PDP - OpenMP Basic ideas of parallel p-way MergeSort

First 5 minutes of hell

See the PDP - OpenMP Basic ideas of parallel 2-way MergeSort.

2-way merge implementation may suffer from false sharing and also, due to the recursive MergeSort nature, not all threads are 100% utilized all the time

The idea is to forget the traditional recursive MergeSort and:

split the array to n/p parts, each thread will sort its part using the best sequential algorithm there is

so we have $p$ sorted arrays and now we need to merge them together

the idea is that:

thread 0 will merge the smallest n/p elements

thread 1 will merge the next n/p elements

thread $p - 1$ will merge the largest n/p elements

each thread will then compute it’s array of splitters (= “at which index does my sequence in each of the sorted array start”?)

it will than sequentially merge the first n/p elements from all sorted arrays starting from the splitter indexes

and it will write them to the final sorted array B at index i * n/p (i is the rank of the thread and there are i-1 blocks of smaller elements before it)

so the sum of all elements in all sorted arrays before the splitter indexes is equal to i * n/p

Splitters_by_Rank function

essentially perform a binary search across all sorted arrays

for each sorted array, keep two indexes as bounds (at the beginning, the bounds bound the whole array)

pick a pivot between those bounds for each sorted array and count the number of elements that are less than the picked pivot (and sum the counts across all sorted arrays)

the sum is the global rank of the pivot in the output array

if the global rank is bigger than the i * n/p target rank → pull the right bounds and repeat

if the global rank is too small, pull the left bounds and repeat

repeat until the bounds collapse ⇒ we have found the splitters in each sorted array

the goal is to find splitters (values) from which the current thread can start merging (and be sure that it will not conflict with other threads)

Benefits:

there are no conflicts between threads, each one of them is doing own work and the final write to the sorted array is also without conflicts

small synchronization overhead - only two barriers (after each phase) compared to a lot of taskwait directives on each level of the recursion tree in traditional MergeSort

thread utilization is very good (especially at the beginning, where each thread sorts it’s own part)

Motivation: why p-way merge instead of parallel 2-way merge

Adding parallel 2-way merge to the thresholded MergeSort (PUV+ST+PM) achieves 2.01 s with speedup 6.91 over SUV, but remains significantly worse than PGNU (0.98 s).

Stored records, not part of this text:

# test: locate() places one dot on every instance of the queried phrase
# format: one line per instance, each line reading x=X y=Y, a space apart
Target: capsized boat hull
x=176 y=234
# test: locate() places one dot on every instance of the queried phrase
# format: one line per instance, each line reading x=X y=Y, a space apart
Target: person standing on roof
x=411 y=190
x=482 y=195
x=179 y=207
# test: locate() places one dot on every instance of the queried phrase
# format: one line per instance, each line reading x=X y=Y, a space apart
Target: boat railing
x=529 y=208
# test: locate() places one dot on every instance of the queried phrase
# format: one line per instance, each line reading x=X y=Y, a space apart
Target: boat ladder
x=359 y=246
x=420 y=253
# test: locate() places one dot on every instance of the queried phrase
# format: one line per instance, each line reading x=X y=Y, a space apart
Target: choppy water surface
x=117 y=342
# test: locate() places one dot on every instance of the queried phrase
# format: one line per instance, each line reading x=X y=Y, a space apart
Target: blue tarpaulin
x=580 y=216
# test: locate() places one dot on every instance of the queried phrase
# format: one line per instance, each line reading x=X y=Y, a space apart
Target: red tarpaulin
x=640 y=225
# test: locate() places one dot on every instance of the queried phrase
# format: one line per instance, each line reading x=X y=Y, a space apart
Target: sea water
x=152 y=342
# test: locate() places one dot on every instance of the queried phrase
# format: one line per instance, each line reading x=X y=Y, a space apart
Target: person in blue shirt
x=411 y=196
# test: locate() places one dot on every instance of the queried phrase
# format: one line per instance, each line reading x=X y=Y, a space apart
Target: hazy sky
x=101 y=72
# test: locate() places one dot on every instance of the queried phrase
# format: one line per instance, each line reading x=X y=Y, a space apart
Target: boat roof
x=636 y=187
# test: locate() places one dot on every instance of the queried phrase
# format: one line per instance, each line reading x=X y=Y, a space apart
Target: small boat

The 2-way merge implementation may still suffer from false sharing, and the recursive structure of traditional MergeSort inherently limits how efficiently threads can be utilized.

The principle behind the best known parallel merge sort is not based on two-way merge, even though it seems perfect. If you are given the task to find the best possible merge sort with p threads from the beginning, you should forget about standard merge sort.

The way to improve MergeSort for p << n is to use p-way merge. This variant is called Parallel Multi-Way MergeSort (PMWMS) and is the basic component of the PGNU MergeSort implementation in libstdc++.

The fundamental insight is to abandon the recursive MergeSort structure entirely. Instead: given p threads and n numbers, each thread takes n/p numbers and sorts them locally using the best available sequential sort. Up to this point, all p threads work at 100% utilization with no synchronization overhead. The remaining problem is how to merge p sorted sequences of size n/p using p threads, keeping all of them busy.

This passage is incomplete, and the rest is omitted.